One of the main reasons most car manufacturers have invested in hybrid technology is to get their average emission levels down. In most countries, government legislation says a vehicle manufacturer must have a sensible (it keeps changing) emissions average across the board of all its models. That means they can offset their gas-guzzling supercars with some baby-engined hybrid motors.
In car terms, bikes have already got baby engines anyway. And bike manufacturers aren’t subject to quite the same emissions legislation. And certainly not in the same way. So there isn’t the same need for hybrid motorcycles, as far as the manufacturers are concerned.
Even bikes with small engines don’t have a lot of room left for a battery, an electric motor and all the charging gubbins that goes with it. There’s bags of space in cars; there simply isn’t on a bike. So if you wanted to develop a hybrid bike, you’d have to rethink the whole thing. To shoehorn everything you need into a normal bike chassis would be almost impossible, so you’d end up with something that doesn’t look or feel much like a motorcycle.

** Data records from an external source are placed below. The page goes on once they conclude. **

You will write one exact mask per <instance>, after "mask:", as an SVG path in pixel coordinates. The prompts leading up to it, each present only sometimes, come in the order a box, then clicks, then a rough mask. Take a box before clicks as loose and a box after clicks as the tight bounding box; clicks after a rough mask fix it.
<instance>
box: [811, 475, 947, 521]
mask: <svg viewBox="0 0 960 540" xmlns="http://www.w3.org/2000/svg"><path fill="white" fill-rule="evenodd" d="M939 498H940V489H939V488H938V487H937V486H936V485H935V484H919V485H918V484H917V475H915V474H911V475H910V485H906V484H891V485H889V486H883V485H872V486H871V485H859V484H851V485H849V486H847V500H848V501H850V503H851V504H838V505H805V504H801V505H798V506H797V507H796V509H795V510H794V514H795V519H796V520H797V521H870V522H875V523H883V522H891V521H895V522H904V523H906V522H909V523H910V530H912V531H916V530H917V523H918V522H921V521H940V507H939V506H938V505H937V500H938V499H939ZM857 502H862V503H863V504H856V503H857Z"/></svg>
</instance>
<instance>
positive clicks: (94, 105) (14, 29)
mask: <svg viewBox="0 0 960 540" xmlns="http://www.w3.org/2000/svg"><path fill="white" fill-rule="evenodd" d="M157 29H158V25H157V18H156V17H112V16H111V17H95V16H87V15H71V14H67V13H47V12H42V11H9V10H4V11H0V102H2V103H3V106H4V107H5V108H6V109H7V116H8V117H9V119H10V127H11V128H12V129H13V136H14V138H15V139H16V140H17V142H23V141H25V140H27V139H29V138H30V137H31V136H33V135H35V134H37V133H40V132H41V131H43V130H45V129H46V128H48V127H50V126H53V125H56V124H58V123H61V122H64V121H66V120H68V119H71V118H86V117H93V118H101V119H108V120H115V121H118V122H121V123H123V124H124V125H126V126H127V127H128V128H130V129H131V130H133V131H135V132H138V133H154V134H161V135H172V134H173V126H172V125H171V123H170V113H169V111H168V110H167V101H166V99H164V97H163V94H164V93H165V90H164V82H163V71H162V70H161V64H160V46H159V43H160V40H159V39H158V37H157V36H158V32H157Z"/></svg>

New and interesting looking bikes are all good and well, but when you’re trying to sell a new type of technology to existing motorcyclists, it doesn’t help if it looks nothing like the bikes they’re used to.
Have you ever picked up a car battery? Of course you have. Bloody heavy, aren’t they? And they’re just there to power a few spark plugs, a radio and some windscreen wipers. Imagine the size and weight of the battery you’d need to power a big electric motor; an electric motor capable of powering you, your bike and that big battery along the road.
To kit a bike out with a battery and motor that’d be worth anything, would probably end up weighing the thick end of 50kg. It would literally be like running two engines. Or carrying your (slim) girlfriend on the back.
In theory, the ‘technology’ is already there to manufacture hybrid motorcycles. So it’s not as if it would cost squillions in R&D to develop the motors, batteries, charging systems etc. But because of the sheer size of the stuff, bike designers would have to have their work cut out to make it work. So who knows how much it would actually cost for them to get something off the ground.
And as far as the price to us, the consumer, goes, well that’s a difficult one to quantify. Who knows what they’d charge for hybrid motorcycles? If you look at prices in the car world, they tend to charge roughly 40% more for cars with hybrid capability. Perhaps we could expect a similar price hike in bikes, should serious hybrid motorcycles eventually materialise. That’d mean a £10,000 bike, would be closer to £14,000 if you went for the hybrid version.
Is it feasible?
Not yet, no. Until they can make batteries and motors much smaller and much lighter, we’re not going to see a ton of hybrid motorcycles in dealerships. If any. I know there are one or two obscure hybrid motorcycles out there that you could purchase if you really wanted, but they are far from mainstream. And I think that’s the way it’s going to stay for a while. Sorry to disappoint you.
Also worth considering. All hybrid cars are automatic, with CVT being the most common. Personally I don’t want my bike to be a twist and go scooter.
Sorry to disappoint, but all electric bikes ARE twist and go….. Sans clutch lever
Some electric bikes have a clutch lever!